Iraq plans a major fuel oil export expansion to strengthen state revenues. The government targets more than 1 million barrels per day in fuel oil exports. Officials aim for about 1.1 million barrels per day this year. This step supports broader economic reform efforts. Moreover, leaders want to increase non-oil income and control public spending.
Prime Minister Mohammed Shia al-Sudani chaired a cabinet session to push the plan forward. During the meeting, ministers discussed ways to diversify exports. They also reviewed measures to stabilize local markets. As a result, the cabinet endorsed new recommendations from the Ministerial Council for the Economy.
Under the new plan, Iraq will export at least 75 percent of fuel oil output from refineries. Authorities will also export refined petroleum products when surplus volumes allow. Therefore, the strategy focuses on maximizing external sales while maintaining domestic supply. This fuel oil export expansion marks a strategic shift in export management.
Iraq ranks among the region’s largest producers of high-sulfur fuel oil. Refining methods and local consumption patterns shape this output profile. Consequently, Iraq often generates significant volumes of heavy fuel oil. Now, officials want to direct more of this production toward international markets.
Fuel oil remains a heavy petroleum product with high sulfur content. Power plants and heavy industries often use it as fuel. Because of its density and composition, markets price it differently than lighter products. Nevertheless, global demand for heavy fuel oil continues in several regions. Therefore, Iraq sees an opportunity to boost trade revenues.
The government views this fuel oil export expansion as a financial lever. Higher exports can increase dollar inflows. In turn, stronger inflows can support budget stability. Furthermore, diversified petroleum product exports can reduce reliance on crude oil sales alone.
At the same time, officials stress the need to protect domestic energy supply. They plan export volumes based on production capacity and local demand. Thus, authorities aim to balance exports with internal consumption needs. This approach helps prevent supply gaps in local power generation.
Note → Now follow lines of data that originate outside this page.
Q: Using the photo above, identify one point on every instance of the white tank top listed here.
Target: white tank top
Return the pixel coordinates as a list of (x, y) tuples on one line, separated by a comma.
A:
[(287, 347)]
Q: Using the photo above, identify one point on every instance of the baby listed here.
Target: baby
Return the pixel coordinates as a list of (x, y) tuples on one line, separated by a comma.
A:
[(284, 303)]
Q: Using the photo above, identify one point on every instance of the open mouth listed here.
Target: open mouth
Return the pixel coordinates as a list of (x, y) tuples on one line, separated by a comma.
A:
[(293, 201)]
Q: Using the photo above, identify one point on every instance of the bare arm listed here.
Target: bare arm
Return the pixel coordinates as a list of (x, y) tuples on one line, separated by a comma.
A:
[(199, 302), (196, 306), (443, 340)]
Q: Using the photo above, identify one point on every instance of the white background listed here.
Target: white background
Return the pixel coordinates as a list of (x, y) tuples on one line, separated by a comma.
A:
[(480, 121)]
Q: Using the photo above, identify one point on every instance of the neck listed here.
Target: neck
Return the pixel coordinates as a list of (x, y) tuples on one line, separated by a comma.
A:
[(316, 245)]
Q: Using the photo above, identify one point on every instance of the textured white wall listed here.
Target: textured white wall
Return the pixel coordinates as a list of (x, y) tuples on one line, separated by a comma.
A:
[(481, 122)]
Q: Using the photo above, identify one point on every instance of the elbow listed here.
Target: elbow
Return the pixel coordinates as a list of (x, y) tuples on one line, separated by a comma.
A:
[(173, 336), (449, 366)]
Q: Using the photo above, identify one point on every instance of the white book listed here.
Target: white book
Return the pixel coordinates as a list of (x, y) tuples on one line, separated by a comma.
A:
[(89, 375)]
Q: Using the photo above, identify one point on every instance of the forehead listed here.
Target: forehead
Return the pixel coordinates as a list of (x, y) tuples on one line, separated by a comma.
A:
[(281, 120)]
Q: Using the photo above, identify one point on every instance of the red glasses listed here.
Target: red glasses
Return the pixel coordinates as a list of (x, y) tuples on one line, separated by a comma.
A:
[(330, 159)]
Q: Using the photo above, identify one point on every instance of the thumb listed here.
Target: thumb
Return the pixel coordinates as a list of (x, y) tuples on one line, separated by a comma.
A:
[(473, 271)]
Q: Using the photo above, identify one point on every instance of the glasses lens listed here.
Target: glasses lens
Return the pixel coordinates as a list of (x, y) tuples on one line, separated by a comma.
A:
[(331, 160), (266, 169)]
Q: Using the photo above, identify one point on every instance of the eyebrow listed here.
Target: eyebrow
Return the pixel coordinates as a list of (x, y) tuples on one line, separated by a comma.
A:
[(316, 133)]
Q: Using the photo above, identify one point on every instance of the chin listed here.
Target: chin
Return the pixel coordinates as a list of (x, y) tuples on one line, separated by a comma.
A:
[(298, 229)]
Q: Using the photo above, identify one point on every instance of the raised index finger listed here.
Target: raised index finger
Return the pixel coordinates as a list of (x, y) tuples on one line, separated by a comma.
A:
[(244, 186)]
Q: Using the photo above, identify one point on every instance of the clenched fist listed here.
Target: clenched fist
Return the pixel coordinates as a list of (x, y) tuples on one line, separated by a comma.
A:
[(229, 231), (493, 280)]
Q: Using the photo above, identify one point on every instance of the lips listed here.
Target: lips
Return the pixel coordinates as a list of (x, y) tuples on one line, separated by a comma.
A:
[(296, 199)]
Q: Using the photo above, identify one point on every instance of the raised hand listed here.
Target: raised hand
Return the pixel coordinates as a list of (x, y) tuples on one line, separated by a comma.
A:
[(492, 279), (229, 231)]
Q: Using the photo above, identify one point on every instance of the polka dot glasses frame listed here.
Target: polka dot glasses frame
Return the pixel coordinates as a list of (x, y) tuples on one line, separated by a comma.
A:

In addition, Iraq continues to modernize its refining sector. New projects and upgrades improve processing capacity. These improvements allow refineries to handle larger volumes efficiently. As capacity grows, export potential also increases. Therefore, infrastructure development supports the fuel oil export expansion strategy.
Economic planners also connect this move to broader fiscal discipline. They seek stronger revenue streams without excessive borrowing. By increasing petroleum product exports, Iraq can widen its income base. Consequently, the state can manage expenditures more effectively.
Overall, Iraq prepares for a significant jump in fuel oil exports. The 1.1 million barrels per day target signals strong ambition. Through this fuel oil export expansion, Iraq aims to strengthen revenues, diversify exports, and support economic stability.